El ojo vivo: Nada pasa todo cambia
Felipe Gómez Pinto
Todos estos poetas fueron abordados en el plano
de un contacto original con las cosas.
Quise descubrir cómo, en cada uno de ellos,
se articulaban entre sí los elementos primitivos
procedentes de la sensación o la ensoñación,
en la perspectiva global de un proyecto,
un afán de ser.
Así se formaron ante mí universos imaginarios[,]
pequeñas cosmogonías particulares
que, con su coherencia interna,
podían ser claves para todos nosotros,
mediaciones hacia lo real.
Jean-Pierre Richard
Si bien la sentencia esgrimida por Jean-Pierre Richard dentro de Once estudios de poesía moderna se aproximaba a la irrupción de la modernidad en la crítica literaria, su dialéctica se puede rastrear hasta la efervescencia que habita en la idea anacrónica de la juventud. Jonás Trueba indaga y experimenta en la observación minuciosa de la adolescencia a través de cuestionamientos de orden social e institucional; sonorizando inseguridades, dudas y contradicciones en torno a la aceptación del amor, el dolor, la muerte, el futuro, etc. Quién lo impide (2021) resulta una pieza tan embriagadora como inagotable que termina por encarnar la máxima godardiana de “un film en train de se faire”,1Jean-Luc Godard, La Chinoise (1969). una película en proceso.

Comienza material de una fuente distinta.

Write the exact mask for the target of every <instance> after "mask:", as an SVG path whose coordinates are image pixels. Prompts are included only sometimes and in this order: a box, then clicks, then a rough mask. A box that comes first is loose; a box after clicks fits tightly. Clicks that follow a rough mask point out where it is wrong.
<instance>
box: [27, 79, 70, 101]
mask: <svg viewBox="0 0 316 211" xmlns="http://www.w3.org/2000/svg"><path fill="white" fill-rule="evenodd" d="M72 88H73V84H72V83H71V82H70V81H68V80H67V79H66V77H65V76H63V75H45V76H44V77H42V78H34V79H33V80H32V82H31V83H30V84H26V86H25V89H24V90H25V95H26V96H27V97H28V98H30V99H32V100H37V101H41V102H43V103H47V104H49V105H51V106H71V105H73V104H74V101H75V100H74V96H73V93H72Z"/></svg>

En mayor o menor medida, Trueba había reunido en sus largometrajes anteriores una impronta de la que se deducían experiencias autorreferenciales; un cine de constante aprendizaje y depuración de las formas artísticas que venera, con la presencia crucial del cine francés desde su cortometraje Cero en conciencia (2000), en alusión a Cero en conducta (Zéro de conduite, Jean Vigo, 1933), pasando por los ecosistemas rohmerianos de Los exiliados románticos (2015) y La virgen de agosto (2019), dando como resultado una aproximación fílmica capaz de exudar una fusión entre ficción y realidad en aras de encontrar (o dinamitar) las fronteras que hay entre lo casual y lo intencionado. Una clave que se remonta hasta su primer largo, Todas las canciones hablan de mí (2010), y en la que ha ido esclareciéndose en su cine la certeza de que la confusión no es un estado del alma, sino cierta disposición de los objetos en el espacio emocional para poder celebrar cuanto de permanente hay en lo perecedero; para poder celebrar la eternidad en lo temporal, lo oculto en lo visible. Enfoque incipiente en La reconquista (2016) –origen material de la colaboración con los, por aquel entonces, “actores naturales” y jóvenes adolescentes, Candela Recio y Pablo Hoyos–, pero sobre todo en la experimentación metaficcional de Los ilusos (2013).
Cada una de estas piezas está vertebrada en un guion aparentemente inexistente y fluctuante, donde conviven las formas del cine primigenio –un tratado moderno de la caméra stylo en el que esta se limitaba a captar el mundo– con distintas concatenaciones temáticas y de género recurrentes: jóvenes adultos en cauces de romance, amistad, crisis existenciales, etc. Recursos estilísticos que han ido dándose cita en el encuentro o el desencuentro de sus protagonistas en medio de una colisión de emociones destinada a la búsqueda y la redefinición de la realidad, navegando espacios comunes alrededor de una sensación de cambio, a priori, perpetuo, dejando la impresión de que el realizador filma como si estuviera, simplemente, tomando notas para su proyecto, como si los goznes de su ficción –que los tiene, porque el relato da cuenta de un proceso vital y evolutivo– no fueran otra cosa que las pinceladas impresionistas surgidas de su observación atenta de un entorno que se filtra y se transparenta de manera enriquecedora en cada uno de los planos.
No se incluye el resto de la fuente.